Un policier se tient à l’entrée du commissariat de la police municipale de Carcassonne, dans le sud de la France, le 9 septembre 2026. Photo d'illustration Ed JONES / AFP
Au moins huit Turcs, dont certains sont soupçonnés d'appartenir à l'organisation criminelle turque Daltonlar, ont été mis en examen et écroués en France récemment dans le cadre d'une enquête pour trafic d'armes, a appris l'AFP mardi de sources proches du dossier.
Douze personnes, suspectées d'être membres des Daltonlar, ont été arrêtées jeudi et vendredi en France, a indiqué à l'AFP une source proche, confirmant une information de BFM. Lors d'une opération policière, 150 armes à feu ont été saisies dans une camionnette dans l'Ain, a-t-elle ajouté. L'organisation Daltonlar, soit « les Dalton », comme la bande dessinée, est impliquée, selon les autorités turques, dans des extorsions de fonds, des rackets, des assassinats, des trafics de stupéfiants ou de cigarettes.

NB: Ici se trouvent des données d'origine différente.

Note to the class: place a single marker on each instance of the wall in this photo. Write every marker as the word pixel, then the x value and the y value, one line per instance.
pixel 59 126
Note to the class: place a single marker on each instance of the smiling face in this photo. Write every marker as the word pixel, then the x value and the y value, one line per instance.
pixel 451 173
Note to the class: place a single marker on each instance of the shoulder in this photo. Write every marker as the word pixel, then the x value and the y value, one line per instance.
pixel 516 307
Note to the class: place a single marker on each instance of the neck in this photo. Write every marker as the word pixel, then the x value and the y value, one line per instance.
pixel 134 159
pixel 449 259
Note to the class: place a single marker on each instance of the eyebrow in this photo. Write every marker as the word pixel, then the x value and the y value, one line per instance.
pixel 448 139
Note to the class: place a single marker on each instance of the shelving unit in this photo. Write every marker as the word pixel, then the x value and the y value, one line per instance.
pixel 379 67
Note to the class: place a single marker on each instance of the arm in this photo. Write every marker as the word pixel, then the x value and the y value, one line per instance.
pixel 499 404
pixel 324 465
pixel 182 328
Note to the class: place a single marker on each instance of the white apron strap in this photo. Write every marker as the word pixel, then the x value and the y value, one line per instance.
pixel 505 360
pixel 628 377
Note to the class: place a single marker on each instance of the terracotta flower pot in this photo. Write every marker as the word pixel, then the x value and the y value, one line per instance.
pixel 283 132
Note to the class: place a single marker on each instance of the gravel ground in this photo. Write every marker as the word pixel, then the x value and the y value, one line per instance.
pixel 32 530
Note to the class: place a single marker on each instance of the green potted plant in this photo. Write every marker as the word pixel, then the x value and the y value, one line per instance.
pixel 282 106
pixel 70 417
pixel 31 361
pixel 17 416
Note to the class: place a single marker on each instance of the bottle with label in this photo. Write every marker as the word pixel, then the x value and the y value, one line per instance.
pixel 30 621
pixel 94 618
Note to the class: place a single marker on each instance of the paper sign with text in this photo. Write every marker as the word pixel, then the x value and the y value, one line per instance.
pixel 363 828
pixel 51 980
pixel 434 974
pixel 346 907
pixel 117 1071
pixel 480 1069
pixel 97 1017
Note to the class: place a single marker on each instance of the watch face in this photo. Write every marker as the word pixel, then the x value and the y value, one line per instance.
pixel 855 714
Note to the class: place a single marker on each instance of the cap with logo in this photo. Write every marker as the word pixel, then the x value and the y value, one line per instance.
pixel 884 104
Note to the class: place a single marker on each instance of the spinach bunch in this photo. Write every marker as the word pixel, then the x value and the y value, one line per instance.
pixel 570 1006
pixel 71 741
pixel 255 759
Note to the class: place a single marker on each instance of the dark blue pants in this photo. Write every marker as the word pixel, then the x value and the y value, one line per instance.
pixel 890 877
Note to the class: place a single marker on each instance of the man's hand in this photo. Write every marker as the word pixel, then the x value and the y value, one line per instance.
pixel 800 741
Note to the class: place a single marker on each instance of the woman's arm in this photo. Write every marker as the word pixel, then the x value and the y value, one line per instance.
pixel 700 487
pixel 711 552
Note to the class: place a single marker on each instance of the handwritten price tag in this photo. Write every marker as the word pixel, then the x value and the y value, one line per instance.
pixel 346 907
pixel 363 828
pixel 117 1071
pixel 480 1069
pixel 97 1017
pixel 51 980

Selon une deuxième source proche du dossier, confirmant Le Parisien, sept hommes membres de la communauté turque ont été mis en examen lundi à Paris pour trafic d'armes et association de malfaiteurs, puis placés en détention provisoire. Un premier Turc avait été interpellé le 24 août, puis mis en examen et écroué le 28. Selon Le Parisien, il avait été interpellé à Paris alors qu'il transportait des sacs contenant une trentaine de pistolets, des contrefaçons de Glock vendues entre 1.300 et 2.800 euros l'unité. Ceci porte donc à huit le nombre de mises en examen connues pour le moment dans cette enquête menée par le Parquet national anti-criminalité organisée (Pnaco), qui s'est refusé à tout commentaire.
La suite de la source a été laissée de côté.